Just four years after its launch, TikTok reached its coveted 1 billion user mark in 2021. It took Facebook 8 years to achieve this and about 7.7 years for Instagram to get there. TikTok’s userbase is predominantly young GenZ-ers, while Facebook, Instagram, and many other popular social media platforms have an aging userbase of Millennials and Gen X. According to an analysis from CNBC, teenagers simply find TikTok to be funnier and more positive than other social media platforms including Instagram. Moreover, due to the seamless algorithm of the TikTok feed, any user can amass millions of views organically as long as their content is able to entertain TikTok users in some way.

Another important aspect of the attraction teenagers has towards TikTok is that they consider it to be more authentic. The culture in the TikTok user community prefers to get their content from authentic users who are truly themselves, rather than seeing perfectly edited and sponsored content that is often seen on Instagram. Simply put, teenagers believe that they can be their real selves on TikTok and even on Snapchat when compared to Instagram.

What Can Instagram Do to Retain Teenagers?

In mid-2022, as we write this article, Instagram (2 billion monthly active users) still towers over other trendier social media platforms such as TikTok (1 billion monthly active users) and Snapchat (500 million monthly active users) when it comes the overall user base. When it comes to teens and preteens, however, video-based apps such as TikTok and YouTube are far more popular among them.

There are several ways Instagram has tried to compete with its rivals by replicating some of its popular features. They introduced Snapchat-like “Instagram Stories” which became quite popular on the platform, and “Instagram Reels” is quite similar to the short videos on TikTok.

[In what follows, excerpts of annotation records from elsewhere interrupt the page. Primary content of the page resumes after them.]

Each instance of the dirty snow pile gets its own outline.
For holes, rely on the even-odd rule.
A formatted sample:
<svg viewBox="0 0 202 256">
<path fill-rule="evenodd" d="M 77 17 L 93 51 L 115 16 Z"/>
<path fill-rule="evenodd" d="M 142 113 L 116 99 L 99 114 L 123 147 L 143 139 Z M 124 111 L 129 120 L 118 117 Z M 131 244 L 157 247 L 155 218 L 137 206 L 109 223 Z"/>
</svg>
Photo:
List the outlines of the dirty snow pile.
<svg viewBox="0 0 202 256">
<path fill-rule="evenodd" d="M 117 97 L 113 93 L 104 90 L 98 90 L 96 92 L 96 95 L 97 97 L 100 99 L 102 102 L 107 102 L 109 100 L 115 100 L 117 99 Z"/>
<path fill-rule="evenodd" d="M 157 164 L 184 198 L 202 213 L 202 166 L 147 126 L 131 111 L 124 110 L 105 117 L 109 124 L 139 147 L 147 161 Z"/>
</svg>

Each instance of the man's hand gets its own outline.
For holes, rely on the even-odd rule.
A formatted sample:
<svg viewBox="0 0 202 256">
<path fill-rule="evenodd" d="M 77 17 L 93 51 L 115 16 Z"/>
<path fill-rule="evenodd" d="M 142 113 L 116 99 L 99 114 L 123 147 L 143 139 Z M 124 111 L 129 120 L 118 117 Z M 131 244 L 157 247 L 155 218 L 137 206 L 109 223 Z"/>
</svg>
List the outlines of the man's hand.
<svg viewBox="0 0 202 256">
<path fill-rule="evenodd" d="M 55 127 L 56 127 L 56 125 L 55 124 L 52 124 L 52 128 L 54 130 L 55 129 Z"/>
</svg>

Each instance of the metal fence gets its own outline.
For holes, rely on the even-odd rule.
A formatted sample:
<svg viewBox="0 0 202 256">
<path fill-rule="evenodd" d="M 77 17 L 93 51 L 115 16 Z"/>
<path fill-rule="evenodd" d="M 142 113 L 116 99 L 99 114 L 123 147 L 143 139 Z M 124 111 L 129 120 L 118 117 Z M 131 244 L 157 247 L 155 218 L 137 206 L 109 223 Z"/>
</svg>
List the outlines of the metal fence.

Ultimately, however, the approach to retain young users in Instagram should come from a place of restoring authenticity to the platform as well as changing the algorithm in a way that quality content gets higher reach organically without the users having to pay for it. Here’s to hoping that Instagram would engage in some deep self-reflection and change itself for the better fundamentally to attract teenagers, rather than copying trendy features from other popular platforms and spending high advertising budgets trying to target them.

 

Final Thoughts

Instagram remains to be one of the most impactful and popular social media platforms at present. With the highly visual nature of the platform and the simple interface that encourages users to constantly engage with the content, it is no surprise that Instagram has one of the highest monthly active users of any social media platform.

Lately, however, it has started losing its younger user base. This is mostly due to the rise of inauthentic content by influencers to promote products and that teenagers tend to prefer more video-based platforms such as TikTok. Instagram will be able to gain back the trust of its pre-teen and teen users by creating a more authentic culture within the platform, having an algorithm that does not highly favor sponsored content, and making it easier to post video-based content.